Fade from black into the morning, grainy sun peeking through the amorphous grey clouds frosting the blue cake sky, the tint unpredictably darker in patches above great green fields. The camera pans to Lucy, laying in bed with her hair tousled and her cherubic countenance — it’s clear she has been sleeping, but she looks like she’s fully made herself up in the hopes of convincing the audience that she naturally looks this good. The red numbers on her bedside alarm clock switch from 5:59 to 6:00, and the radio switches on. The gentle melody of “Dance (A$$)” fills the room, and white letters flash across the screen — the next episode of “I Don’t Love Lucy But I Do Like Her A Lot” has begun.
Lucy groggily stretches her arms above her head and jumps out of bed. She does a spin move and is suddenly fully dressed, ready to take on the day. The camera cuts to her shoes as she bops around on her carpeted floors. Her feet leave the floor, and when they land again, she’s walking up 14th Street.

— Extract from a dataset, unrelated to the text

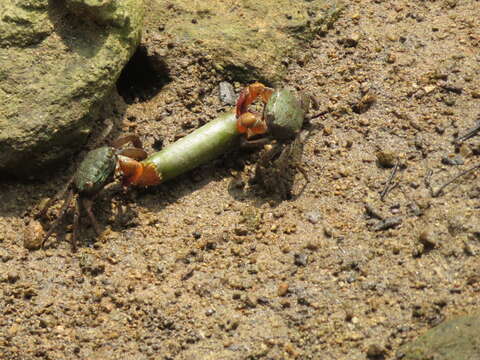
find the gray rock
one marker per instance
(58, 61)
(455, 339)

Strewn next to her white Reeboks are crushed cans of beer, red plastic cups and puddles of suspicious liquids. As her foot lands in a particularly chunky pile of slush, Lucy knowingly smiles and wipes her bare hand across the stain on her shoe. She raises the substance to her nose and inhales — “Floko vom,” she laughs to her companion. “The drinking habits of people at U.Va. are so totally adorable.” Lucy gazes endearingly at her friend as they step through a cloud of vape smoke and past a house blasting Mr. Brightside. Today is shaping up to be the latest in a line of perfect Mondays.
Cut to class. Lucy is sitting in her politics lecture, listening to a male professor explain Lockean theory about the natural rights of man, which includes the right to property. Mid-note taking, she remembers that Locke only intended that these rights be extended to white men, and that the institution of marriage began as a contract formalizing a man’s ownership of a woman. And then Lucy remembers that Lockean theory is fundamental to both the Declaration of Independence and the Constitution. And then Lucy thinks about men like Brett Kavanaugh, who objectify and undermine women but are still given significant institutional power — and she wonders if maybe the moral basis of the United States’ governing systems is flawed, built upon broken ideas. And then Lucy crunches on a hummus-covered carrot.
Lucy continues throughout her day, singing with the various songbirds around Grounds, comically dropping a pile of papers in the middle of the classroom, and laughing with her one very clearly alt best friend and the unassuming male character who makes up the third member of her best friend trio. The three giggle over a shared pizza, and Lucy for a moment forgets that she’s eating in a town where nearly a fifth of the residents are food insecure. Pizza sauce remains on her chin as she smiles at her friends, and Lucy appears thankful to live in a place as perfect as Charlottesville. The screen fades to black, and credits roll as “Just Another Day in Paradise” fills the stereo.